Part 1: What is centralised financing and why do companies use it?
Combining financing with a decentralised operating model
In this first article, we explain what we mean by centralised financing and why many companies use it. In the follow-up articles, we will discuss the pitfalls, the requirements that centralised financing places on the structure of the treasury function, and how to properly design internal financing.
What is centralised financing?
Most companies consist of a group of legal entities managed by a holding company, where the group’s executive management and various support functions are located. The group may consist of multiple legal entities, possibly operating in different countries, sometimes organised into divisions, business activities, or country organisations.
Centralised financing refers to organising the vast majority of the group’s funding through a centrally negotiated financing agreement. Depending on the financing volume, this may be a bilateral agreement with a single bank or a club deal involving multiple banks. Because banks want control over underlying cash flows and assets, centralised financing is usually accompanied by joint and several liability for most group members. For this, a guarantor cover is agreed, requiring that the jointly liable entities represent at least 80–85% of the group’s consolidated EBITDA and balance sheet. Banks will also want to limit or strongly restrict other financing or security arrangements at the local level.

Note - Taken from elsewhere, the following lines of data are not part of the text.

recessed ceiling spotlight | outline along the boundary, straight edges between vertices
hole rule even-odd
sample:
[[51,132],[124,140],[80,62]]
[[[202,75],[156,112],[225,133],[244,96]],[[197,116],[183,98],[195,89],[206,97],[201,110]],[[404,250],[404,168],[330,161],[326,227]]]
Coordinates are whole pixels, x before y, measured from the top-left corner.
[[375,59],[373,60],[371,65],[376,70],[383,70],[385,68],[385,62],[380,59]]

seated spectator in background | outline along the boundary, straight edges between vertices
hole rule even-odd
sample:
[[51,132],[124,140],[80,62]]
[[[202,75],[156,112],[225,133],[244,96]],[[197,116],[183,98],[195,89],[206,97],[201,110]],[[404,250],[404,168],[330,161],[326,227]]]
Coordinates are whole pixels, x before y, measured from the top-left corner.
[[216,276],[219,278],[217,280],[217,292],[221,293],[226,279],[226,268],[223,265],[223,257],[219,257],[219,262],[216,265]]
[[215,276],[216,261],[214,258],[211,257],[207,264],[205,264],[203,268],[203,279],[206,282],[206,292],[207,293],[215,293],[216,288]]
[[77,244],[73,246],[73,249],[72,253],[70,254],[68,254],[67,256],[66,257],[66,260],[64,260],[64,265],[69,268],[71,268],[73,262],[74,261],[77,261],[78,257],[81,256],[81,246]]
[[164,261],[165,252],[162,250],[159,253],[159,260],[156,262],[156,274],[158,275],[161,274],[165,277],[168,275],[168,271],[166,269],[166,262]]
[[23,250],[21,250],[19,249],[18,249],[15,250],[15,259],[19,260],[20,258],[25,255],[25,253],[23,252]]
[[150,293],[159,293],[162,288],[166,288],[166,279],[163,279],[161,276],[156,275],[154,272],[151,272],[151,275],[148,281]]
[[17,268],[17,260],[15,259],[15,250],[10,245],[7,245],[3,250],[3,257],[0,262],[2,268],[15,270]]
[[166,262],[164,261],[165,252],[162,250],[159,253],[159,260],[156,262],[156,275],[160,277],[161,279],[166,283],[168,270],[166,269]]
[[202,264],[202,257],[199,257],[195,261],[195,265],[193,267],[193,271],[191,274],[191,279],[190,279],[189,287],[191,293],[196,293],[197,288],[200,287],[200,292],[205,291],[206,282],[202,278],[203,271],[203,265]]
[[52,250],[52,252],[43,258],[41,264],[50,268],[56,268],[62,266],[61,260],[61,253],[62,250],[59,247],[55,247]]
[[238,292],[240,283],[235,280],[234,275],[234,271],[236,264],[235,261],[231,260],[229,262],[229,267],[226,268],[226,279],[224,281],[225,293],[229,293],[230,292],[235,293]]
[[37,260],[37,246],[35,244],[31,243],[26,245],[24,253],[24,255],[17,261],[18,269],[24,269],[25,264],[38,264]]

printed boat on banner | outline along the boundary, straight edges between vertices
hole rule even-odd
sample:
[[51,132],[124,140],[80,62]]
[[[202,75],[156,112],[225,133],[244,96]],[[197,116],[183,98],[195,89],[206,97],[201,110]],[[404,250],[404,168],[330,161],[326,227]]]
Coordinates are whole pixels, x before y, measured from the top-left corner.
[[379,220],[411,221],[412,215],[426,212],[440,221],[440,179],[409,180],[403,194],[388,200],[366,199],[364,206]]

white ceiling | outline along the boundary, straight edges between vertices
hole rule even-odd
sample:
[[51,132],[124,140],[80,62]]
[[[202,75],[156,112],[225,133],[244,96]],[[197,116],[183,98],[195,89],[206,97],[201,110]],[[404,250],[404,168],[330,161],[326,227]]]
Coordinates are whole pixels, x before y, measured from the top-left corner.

Why do companies use centralised financing?
Companies may choose centralised financing because it offers several advantages over local financing. Centralised financing:
Increases the group’s financing capacity
The group, based on the guarantor cover, typically has a stronger credit profile than the individual group entities. As a result, the group can raise substantially more funding under a single central financing agreement than the combined total of what the individual entities could obtain locally.
Provides purchasing advantages
Due to the lower overall credit risk and the larger financing volume, the group can negotiate much better terms than individual entities would be able to secure. The increased scale also gives the group access to a broader range of financing markets and lenders.
Allows freedom of action within the group
Within a single financing agreement, there are no restrictions on transactions between group entities. This is essential, for example, for centralising liquidity in a group cash pool.
Offers uniform documentation and financial covenants
With centralised financing, the group can rely on one set of documents, governed by the law of the holding company’s jurisdiction, forming the basis for all financing arrangements within the group. These agreements include one set of financial covenants based on the group’s consolidated financial statements. Under local financing, each entity would instead need its own agreements under local law, local security packages, and individual financial covenants.
Despite these advantages, they are usually not the primary reason a group decides to move to centralised financing. The transition is often driven by necessity. A major acquisition, for example, may not be financeable through the local credit facilities of individual entities. The scale of the required funding forces the group to enter into a central financing arrangement based on the group’s consolidated financial strength.
Once this shift toward centralised financing is made, companies often fail to adapt their treasury function and internal financing structure accordingly. That is the central theme of this series.